ZAMAN BİR ÖLÜMSE
Issız bir sokağın ortasında oturuyorduk. Daha doğrusu ben
oturuyordum. O ise “yaşam ile ölüm” arasında, yanımda kalmaya çalışıyordu.
Ellerimi saçlarının arasına aldım. Altın rengi saçları canlılığını yitirmişti.
Yüzüme gelen sıcak duman gözümdeki yaş damlalarını hissetmemi sağladı. Kimse
yoktu koca şehirde. Ne bir insan, ne bir hayvan… Yardım edecek… Benim Julia’mı
kurtaracak hiç kimse…
Elini kanlı karnına bastırıp beyazlaşmış dudaklarından bir
şey fısıldıyordu. “Panzehiri makineye takmalısın.” dedi hayatını
önemsemezcesine.

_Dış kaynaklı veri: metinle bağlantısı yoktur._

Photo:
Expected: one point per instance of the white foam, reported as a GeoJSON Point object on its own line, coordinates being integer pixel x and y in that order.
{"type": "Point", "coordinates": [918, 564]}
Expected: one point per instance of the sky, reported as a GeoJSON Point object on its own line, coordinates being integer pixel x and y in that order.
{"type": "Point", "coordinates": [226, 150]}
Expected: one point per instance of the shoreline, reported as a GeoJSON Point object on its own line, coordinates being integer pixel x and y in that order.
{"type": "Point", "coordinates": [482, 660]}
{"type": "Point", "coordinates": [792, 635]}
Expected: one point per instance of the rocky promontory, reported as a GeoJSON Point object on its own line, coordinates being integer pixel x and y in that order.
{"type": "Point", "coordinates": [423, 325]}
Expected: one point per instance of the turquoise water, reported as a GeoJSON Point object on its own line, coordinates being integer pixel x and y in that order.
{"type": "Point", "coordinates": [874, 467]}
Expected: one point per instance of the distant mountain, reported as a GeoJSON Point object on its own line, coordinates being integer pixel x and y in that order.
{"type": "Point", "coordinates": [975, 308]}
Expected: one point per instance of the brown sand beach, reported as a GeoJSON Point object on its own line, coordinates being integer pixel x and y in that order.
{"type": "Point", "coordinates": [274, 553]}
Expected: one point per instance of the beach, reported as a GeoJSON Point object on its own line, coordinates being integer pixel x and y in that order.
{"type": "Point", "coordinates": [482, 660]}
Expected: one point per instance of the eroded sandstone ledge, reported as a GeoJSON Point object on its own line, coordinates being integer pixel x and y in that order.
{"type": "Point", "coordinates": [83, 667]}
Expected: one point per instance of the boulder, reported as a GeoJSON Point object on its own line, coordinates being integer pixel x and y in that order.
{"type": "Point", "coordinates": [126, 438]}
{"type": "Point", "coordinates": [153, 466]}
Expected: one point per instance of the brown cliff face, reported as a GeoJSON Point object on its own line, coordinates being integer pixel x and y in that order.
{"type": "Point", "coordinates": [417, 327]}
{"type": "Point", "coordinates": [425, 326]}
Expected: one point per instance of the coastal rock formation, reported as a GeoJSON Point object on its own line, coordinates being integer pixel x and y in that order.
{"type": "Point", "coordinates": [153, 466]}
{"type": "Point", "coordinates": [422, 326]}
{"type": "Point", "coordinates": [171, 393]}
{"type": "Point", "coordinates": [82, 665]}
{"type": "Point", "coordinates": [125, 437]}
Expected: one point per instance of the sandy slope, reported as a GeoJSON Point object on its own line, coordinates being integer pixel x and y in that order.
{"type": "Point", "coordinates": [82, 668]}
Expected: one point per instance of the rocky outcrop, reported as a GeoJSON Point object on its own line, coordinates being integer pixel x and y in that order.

Bunu yapmam gerektiğini biliyordum ama burada onun hayatı söz
konusu iken bunu düşünemezdi! “Şşşş… Sessiz ol. İyi olacaksın.” Diyebildim.
Boğazımdaki düğüm konuşmamı engelliyordu. Gözlerinin önünde ağlamak
istemiyordum. Kendimi tutmaktan başka çarem yoktu. Beni yıkılmış görmemeliydi.
Diğer elini zorlukla yerden kaldırıp yüzündeki elimi sıktı son gücüyle.
Soğukluğunu hissediyordum. Eskiden sinemaya gittiğimizde koşarak yanıma gelip
elimi tutardı ve elinin tüm sıcaklığı içimi ısıtırdı. Tekrar elini sıcak
hissetmek istiyordum! Hemen elini avucumun içine alıp ısıtmak istedim. O el
tekrar sıcak olmalıydı. Tekrar eski günlere dönmeliydik. Tekrar sinemaya
gitmeliydik beraber. O da elinin sıcaklığıyla içimi ısıtmalıydı.
Masmavi gözleriyle bir umut içinde gözlerimin içine baktı. “Bunu yapmalısın David. En azından… Benim için.” Üst üste birkaç kere öksürdü. Artık kendimi tutamıyordum. Gözlerimdeki yaşlar yanağımdan aşağı süzülüyordu. Son kez ağzını açtı. Artık sesi çatallaşmıştı. “Seni sevi…” ve tüm hayatı bedeninden çıkıp gitti. Gözlerini gökyüzüne dikmiş solgun teniyle kucağımda yatıyordu. Ölemezdi! Sonunu duymak için “Evet Julia beni?” dedim cevap yoktu. Artık gözyaşlarım sel olmuştu. Tekrardan “ Evet Julia beni?” dedim. Cevap vermeliydi! Cevap vermeyeceğini bilsem bile Julia’yı kucağımda sallayarak “Evet beni ne?” diye bağırdım. Kaç yıllık sevgilim ölmüş olamazdı. Birbirimiz için doğru kişi olsak bile biz sadece yanlış zamandaydık.